I agree with the comments about groomed snow.  The high water content is also desirable for maintaining cover on steep terrain, Squaw Valley being the prime example.  It also piles up a deep base that allows us to ski at Mammoth to Memorial Day in mediocre years and 4th of July in good years.


Edited by Tony Crocker - 1/1/11 at 8:17pm
post #11 of 15

Get the skis tuned. More snow on the way.

post #12 of 15


 

Quote:
Originally Posted by Tony Crocker View Post

I have recently analyzed the distribution of water content (Alta, Mammoth and Mt. Mansfield) in snow here: http://bestsnow.net/snoqlnet.htm

 

Fat/rockered skis have made high water content untracked snow a non-issue IMHO.  Chopped up snow is still quite a bit more work when it's high density.  As a regular Mammoth skier I love the place but must disagree with pvonhaam.  The upper mountain gets a lot of wind, which can make the powder far more difficult than the 12.9% average water content does. 

 

I agree with the comments about groomed snow.  The high water content is also desirable for maintaining cover on steep terrain, Squaw Valley being the prime example.  It also piles up a deep base that allows us to ski at Mammoth to Memorial Day in mediocre years and 4th of July in good years.


 

 

haha so california skiers should come to vermont to experience lighter snow. Well as long as its not raining!

 

 

post #13 of 15

Its awful.......stay away biggrin.gif

 

 

 

 

 

 

 

But if you do happen to make a trip to Tahoe, stop by Start Haus and say hi smile.gif

post #14 of 15
Quote:
Originally Posted by Tony Crocker View Post


Fat/rockered skis have made high water content untracked snow a non-issue IMHO.  Chopped up snow is still quite a bit more work when it's high density. 

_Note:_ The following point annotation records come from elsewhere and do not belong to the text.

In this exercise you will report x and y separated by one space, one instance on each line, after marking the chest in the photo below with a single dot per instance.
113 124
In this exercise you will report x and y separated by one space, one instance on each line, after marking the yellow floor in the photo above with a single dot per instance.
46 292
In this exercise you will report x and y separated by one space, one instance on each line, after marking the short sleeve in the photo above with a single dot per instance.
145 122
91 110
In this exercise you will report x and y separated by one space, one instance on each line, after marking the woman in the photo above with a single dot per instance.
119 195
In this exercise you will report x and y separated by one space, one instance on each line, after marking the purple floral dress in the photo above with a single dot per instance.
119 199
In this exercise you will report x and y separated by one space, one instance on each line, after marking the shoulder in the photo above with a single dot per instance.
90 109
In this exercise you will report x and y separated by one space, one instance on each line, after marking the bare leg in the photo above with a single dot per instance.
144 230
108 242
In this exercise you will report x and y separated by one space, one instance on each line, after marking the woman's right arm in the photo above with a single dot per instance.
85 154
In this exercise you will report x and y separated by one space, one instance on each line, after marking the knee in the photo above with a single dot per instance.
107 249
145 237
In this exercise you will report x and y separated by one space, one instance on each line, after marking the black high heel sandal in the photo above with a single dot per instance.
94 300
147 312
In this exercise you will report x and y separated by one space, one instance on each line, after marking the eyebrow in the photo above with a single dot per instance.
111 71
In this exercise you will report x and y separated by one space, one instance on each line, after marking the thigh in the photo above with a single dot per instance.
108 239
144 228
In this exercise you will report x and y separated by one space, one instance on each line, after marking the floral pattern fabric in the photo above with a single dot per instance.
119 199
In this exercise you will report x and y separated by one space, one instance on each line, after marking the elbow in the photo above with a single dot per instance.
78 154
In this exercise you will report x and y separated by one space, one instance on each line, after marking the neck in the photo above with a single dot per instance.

I agree with Tony.  If you have big wide skis the higher water content snow is fun.

 

 

Sierra Cement is not the typical snow in Tahoe.   It happens during wetter/warmer storms when the snow level is close to the bases of the ski areas. Some year we get a lot, some years a little. There is a pretty big range between UT blower and true Sierra Cement.   In my experience, most Tahoe storms fall in the middle between the two.

 

 

Tahoe also experiences very high winds leading to "Wind Bluffed" snow which is smooth and very fast.   Very fun skiing.

post #15 of 15

Lake Tahoe snow is around a 12% water density, while Utah has 7%* or less H20 density in their snow. OK, Utah has the "Greatest Snow on Earth."   But is Cal/Nev's snow cement?  Not with wider skis. They both work for me!

 

*These are Utah's advertising and UT ski resort claims, not Tony Crocker's.